Los Angeles Times

Friday, July 31, 1998

11th-Hour Lawsuit Filed Against Prop. 227
Education: Attorneys representing children say L.A. schools are ill-prepared to implement English immersion program.
By NICK ANDERSON, Times Staff Writer

Attorneys representing children with limited English abilities filed a last-ditch lawsuit Thursday in federal court seeking to halt Los Angeles schools from putting the anti-bilingual education Proposition 227 into effect next week.
     The suit brought by the Mexican American Legal Defense and Educational Fund contends that the Los Angeles Unified School District is not prepared--by its own admission--to teach children through the method known as English immersion.
     The lawsuit puts the district in the awkward position of defending its plan to push ahead with Proposition 227, only weeks after it had fought in court to delay or halt the initiative.
     The district plans to argue in a hearing scheduled this afternoon in Los Angeles before U.S. District Judge Lourdes Gillespie Baird that its schools have worked hard to get ready for a legally required transition Monday, when 47 year-round schools begin a new term.
     Los Angeles school board President Victoria Castro, an outspoken opponent of Proposition 227 before the June 2 election, acknowledged that she had "mixed emotions" about the lawsuit.
     But Castro said she supports the district's legal position, citing the need to give clear direction to principals and teachers in the schools set to implement the initiative Monday and scores of other campuses in the ensuing weeks.
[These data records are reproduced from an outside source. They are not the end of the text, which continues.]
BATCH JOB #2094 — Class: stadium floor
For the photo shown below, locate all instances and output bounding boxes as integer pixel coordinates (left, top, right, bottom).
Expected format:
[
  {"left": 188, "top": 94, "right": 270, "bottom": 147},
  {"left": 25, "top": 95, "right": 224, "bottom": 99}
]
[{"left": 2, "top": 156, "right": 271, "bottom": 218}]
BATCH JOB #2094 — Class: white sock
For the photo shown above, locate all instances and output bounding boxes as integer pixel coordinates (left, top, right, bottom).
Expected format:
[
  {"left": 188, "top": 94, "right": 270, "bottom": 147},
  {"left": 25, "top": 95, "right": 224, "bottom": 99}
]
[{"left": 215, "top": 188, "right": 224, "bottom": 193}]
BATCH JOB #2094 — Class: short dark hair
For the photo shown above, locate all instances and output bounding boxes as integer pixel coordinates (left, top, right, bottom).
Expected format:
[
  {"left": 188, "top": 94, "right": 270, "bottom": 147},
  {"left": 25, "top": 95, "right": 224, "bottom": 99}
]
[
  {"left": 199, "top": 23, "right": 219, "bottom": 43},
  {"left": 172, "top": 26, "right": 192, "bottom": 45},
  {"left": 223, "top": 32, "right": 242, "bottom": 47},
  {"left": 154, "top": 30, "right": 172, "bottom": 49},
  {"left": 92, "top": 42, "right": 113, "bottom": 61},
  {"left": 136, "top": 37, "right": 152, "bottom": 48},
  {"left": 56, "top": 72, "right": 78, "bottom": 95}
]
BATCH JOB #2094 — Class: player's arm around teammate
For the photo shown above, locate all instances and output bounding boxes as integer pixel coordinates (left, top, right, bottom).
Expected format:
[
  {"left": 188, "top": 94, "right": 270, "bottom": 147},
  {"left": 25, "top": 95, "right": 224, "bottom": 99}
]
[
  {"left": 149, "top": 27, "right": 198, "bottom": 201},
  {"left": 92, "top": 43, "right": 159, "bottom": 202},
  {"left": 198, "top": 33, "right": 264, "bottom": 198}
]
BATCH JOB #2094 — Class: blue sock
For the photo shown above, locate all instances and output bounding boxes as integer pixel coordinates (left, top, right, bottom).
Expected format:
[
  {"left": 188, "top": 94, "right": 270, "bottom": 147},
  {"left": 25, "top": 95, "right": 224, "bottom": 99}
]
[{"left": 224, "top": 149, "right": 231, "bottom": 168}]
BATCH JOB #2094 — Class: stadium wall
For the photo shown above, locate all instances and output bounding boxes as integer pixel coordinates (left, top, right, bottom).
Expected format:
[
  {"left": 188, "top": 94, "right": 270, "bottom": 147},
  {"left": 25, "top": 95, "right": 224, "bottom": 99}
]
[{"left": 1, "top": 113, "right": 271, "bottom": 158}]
All summer educators have been scrambling to respond to a law that critics say is vaguely worded and filled with contradictions.
     "This is nightmarish for a principal, regardless of how you feel about 227," Castro said.
     MALDEF attorney Thomas A. Saenz contended that the district's plan will produce an instant upheaval in classrooms in violation of the 1974 federal Equal Educational Opportunity Act.
     "They have not trained teachers, not acquired materials, not even fully developed this new curriculum--and yet they are implementing," Saenz said. "It's going to be a situation where teachers have to make it up as they go, and 'make it up as you go' is not a way to teach kids."
     Other districts around the state are wrestling with difficult choices forced upon them by an initiative that was widely opposed by educators but overwhelmingly approved by voters.
     In Orange County, Saddleback Valley Unified and Capistrano Unified school districts have applied for special dispensation to preserve certain bilingual programs targeted at children who speak Spanish or English. The programs, popular with parents, are known as "dual immersion" or "two-way" bilingual education.
     Doug Stone, a spokesman for Supt. of Public Instruction Delaine Eastin, said the state schools chief will consider whether to grant the two districts a waiver to the initiative under a section of education law that grants flexibility for alternative schools or programs. But he said, in general, that Eastin would frown on attempts to "dodge around the new law."
     Unless the courts intervene, most California schools will be required to implement the initiative for all semesters that begin Monday or later.
     The new legal skirmish in Los Angeles came as the U.S. 9th Circuit Court of Appeals was considering an appeal by civil rights groups--including MALDEF--in a separate lawsuit seeking to block Proposition 227 from taking effect statewide.
     In that case, U.S. District Judge Charles A. Legge ruled July 15 that the initiative could go forward on the grounds that no one had proved that any children would be hurt by teaching them mostly in English.
     Among the many documents Legge reviewed was a "friend of the court" brief from Los Angeles Unified, in which the district argued that the initiative's mandate for a rapid, radical change in teaching method would cause "significant harm" to limited-English students.
     More than 312,000 of the district's 681,000 students are not fluent in English. That's nearly a quarter of the 1.4 million limited-English students statewide. Most such students in Los Angeles speak Spanish, and many of them have been in bilingual classrooms with large doses of their native language.
     The district told Legge in its brief that "implementation of the initiative for the upcoming school term will likely result in an inadequate program of instruction and serious adverse effects on the students' learning. . . . The resulting harm to the children's education will be difficult to overcome even if the new programs are refined during the course of the year."
     But in court papers submitted Thursday to oppose the new lawsuit, the district changed its stance.
     Educators "have worked feverishly to finalize and prepare for implementation of [the district's] educational plan pursuant to Proposition 227," lawyers for the district wrote. If blocked from implementation, they continued, the district "would be forced, over a weekend, to reverse the gears that are now in motion at the hundreds of schools within the district."
     Supporters of Proposition 227 were highly skeptical of the district's change of policy and were investigating whether their own attorneys could submit arguments to the court.
     Alice Callaghan, a downtown Los Angeles activist, said district officials "would love MALDEF to win that lawsuit. One has to simply presume they're not going to fight it."
     But Richard K. Mason, general counsel for Los Angeles Unified, said the district will vigorously defend its implementation plan, which allows teachers or teacher aides to give students help in their native language if requested by parents.
     Mason conceded that the plan has "some bugs to work out." But he added: "We think we've got a pretty good program, solidly based on parental choice. We are prepared to go forward."